Rispondere ai preconcetti dei consumatori sull’uso di antibiotici in avicoltura

La scarsa conoscenza dei consumatori sui metodi di produzione del pollame crea in loro idee e preoccupazioni infondate. Lo ha detto Gary Thornton, direttore di Poultry USA. “Il pubblico può vedere il bestiame al pascolo e il mais che cresce nei campi, ma non può vedere ogni singolo aspetto della produzione avicola moderna“. Durante un’intervista video con Poultry Health Today, Thornton ha illustrato le attuali preoccupazioni dei consumatori, che per lo più sono incentrate sull’uso di antibiotici.

Sono preoccupati del fatto che gli antibiotici utilizzati negli allevamenti finiscano nel loro cibo, che esista un controllo limitato delle autorità e dei veterinari, e che l’uso degli antibiotici in avicoltura possa stimolare la resistenza antimicrobica”.

Secondo Thornton, una delle più grandi opportunità del settore avicolo è essere trasparenti in tutte le fasi della produzione. “Se i consumatori non riescono a vedere cosa succede all’interno dei capannoni o negli impianti di trasformazione, si rivolgono a Internet e lasciano che siano gli attivisti a riempire gli spazi informativi lasciati vuoti“.

In passato, l’industria avicola concentrava il suo messaggio sulla scienza e sull’economia della produzione. Ma oggi, aggiunge Thornton, l’industria ha bisogno di usare un linguaggio diverso e avvicinarsi ad un pubblico ossessionato da quello che mangia, per consegnare direttamente le informazioni richieste.

I messaggi devono essere veicolati da un volto umano, per aiutare i consumatori a capire meglio il nostro settore e ad averne fiducia” ha detto Thornton “Se l’industria avicola non fornisce ai consumatori un messaggio comprensibile, lo farà una voce esterna”.

Thornton pensa che un primo passo importante verso la comprensione del complesso tema legato all’uso degli antibiotici sia stabilire un dialogo etico e sociale, che comprenda consumatori, legislatori, operatori della medicina umana, ONG e settore avicolo. Abbiamo bisogno di spiegare che, ad ogni livello, ci sono dei compromessi che dovranno essere persi in considerazione nei nuovi regolamenti in materia di uso di antibiotici. I timori del pubblico, e la resistenza agli antibiotici sono fattori che devono essere bilanciati con la responsabilità che il veterinario nei confronti della salute e del benessere degli animali”.

In genere i consumatori hanno molta fiducia nei confronti dei veterinari che diventano ottimi testimonial per raccontare la storia della produzione avicola. Secondo Thornton, quando i veterinari incontrano persone nuove, per strada o in aereo, e quando queste persone vengono a conoscenza di avere di fronte un veterinario avicolo, spesso fanno domande, imparano cose nuove, e riescono a chiarire molti malintesi sull’uso degli antibiotici nel settore.

Secondo Thornton le nuove regole relative sui mangimi che entreranno in vigore negli USA il prossimo gennaio, rappresentano un’opportunità per l’industria avicola e per i suoi veterinari, che avranno la possibilità di raccontare come gli antibiotici vengano usati in modo responsabile.

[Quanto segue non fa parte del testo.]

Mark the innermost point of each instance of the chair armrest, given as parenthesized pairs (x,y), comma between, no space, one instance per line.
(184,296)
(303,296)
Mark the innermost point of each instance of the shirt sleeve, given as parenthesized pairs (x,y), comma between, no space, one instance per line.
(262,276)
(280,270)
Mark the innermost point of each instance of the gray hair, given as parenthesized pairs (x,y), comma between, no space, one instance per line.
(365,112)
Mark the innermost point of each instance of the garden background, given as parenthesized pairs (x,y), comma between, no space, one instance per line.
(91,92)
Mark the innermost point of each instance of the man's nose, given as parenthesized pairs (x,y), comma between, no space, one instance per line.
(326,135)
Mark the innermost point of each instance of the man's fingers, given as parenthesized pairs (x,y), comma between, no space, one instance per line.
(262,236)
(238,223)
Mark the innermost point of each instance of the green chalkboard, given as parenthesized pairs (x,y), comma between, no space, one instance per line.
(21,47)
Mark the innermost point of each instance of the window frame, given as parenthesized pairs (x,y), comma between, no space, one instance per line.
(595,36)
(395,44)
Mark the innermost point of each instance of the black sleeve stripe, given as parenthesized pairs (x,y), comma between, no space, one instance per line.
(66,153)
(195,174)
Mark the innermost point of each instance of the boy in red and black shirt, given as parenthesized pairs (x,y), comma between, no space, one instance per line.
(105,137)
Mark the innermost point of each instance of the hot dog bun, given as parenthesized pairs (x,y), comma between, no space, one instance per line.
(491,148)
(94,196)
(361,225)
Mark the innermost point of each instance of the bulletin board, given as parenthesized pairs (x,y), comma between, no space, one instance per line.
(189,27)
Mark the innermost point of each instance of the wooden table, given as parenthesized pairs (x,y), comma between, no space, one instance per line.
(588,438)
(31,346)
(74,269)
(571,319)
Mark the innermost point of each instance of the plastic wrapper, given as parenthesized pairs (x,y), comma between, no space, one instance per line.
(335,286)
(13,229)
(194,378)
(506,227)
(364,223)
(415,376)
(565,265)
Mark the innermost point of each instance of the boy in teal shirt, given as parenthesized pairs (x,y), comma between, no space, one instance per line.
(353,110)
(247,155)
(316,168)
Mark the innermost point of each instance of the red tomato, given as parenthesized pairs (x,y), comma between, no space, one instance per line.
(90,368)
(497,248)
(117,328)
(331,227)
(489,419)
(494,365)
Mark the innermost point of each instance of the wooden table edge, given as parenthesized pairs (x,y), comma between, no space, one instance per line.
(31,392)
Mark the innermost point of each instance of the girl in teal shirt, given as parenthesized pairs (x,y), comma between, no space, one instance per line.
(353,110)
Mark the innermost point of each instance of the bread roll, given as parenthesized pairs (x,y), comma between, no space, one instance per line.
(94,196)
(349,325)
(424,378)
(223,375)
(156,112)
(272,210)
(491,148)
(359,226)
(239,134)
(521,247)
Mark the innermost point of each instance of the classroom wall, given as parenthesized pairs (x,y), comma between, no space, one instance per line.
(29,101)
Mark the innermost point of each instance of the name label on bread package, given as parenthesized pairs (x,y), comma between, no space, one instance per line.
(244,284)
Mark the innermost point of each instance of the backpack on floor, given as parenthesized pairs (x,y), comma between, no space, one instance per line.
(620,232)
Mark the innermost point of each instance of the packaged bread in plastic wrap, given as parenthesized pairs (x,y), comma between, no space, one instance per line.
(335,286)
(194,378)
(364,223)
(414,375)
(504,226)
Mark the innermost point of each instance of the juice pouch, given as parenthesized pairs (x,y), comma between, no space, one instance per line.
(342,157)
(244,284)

Nel settore avicolo esistono persone con alti livelli professionali, che 24 ore su 24, 7 giorni su 7, controllano e curano i nostri animali. Sarebbero degli ottimi portavoce dell’industria” ha sottolineato Thornton “Dobbiamo continuare a guadagnare la fiducia del consumatore“.

Una delle sfide attuali è che l’accesso a Internet permette a persone di ogni estrazione e ceto sociale di accedere a siti informativi. Alcuni argomenti che sono familiari per i produttori avicoli, vengono spesso fraintesi da coloro al di fuori del settore, spiega infine Thornton. La chiave è mostrare comprensione per le loro preoccupazioni e affrontarle in modo chiaro e onesto.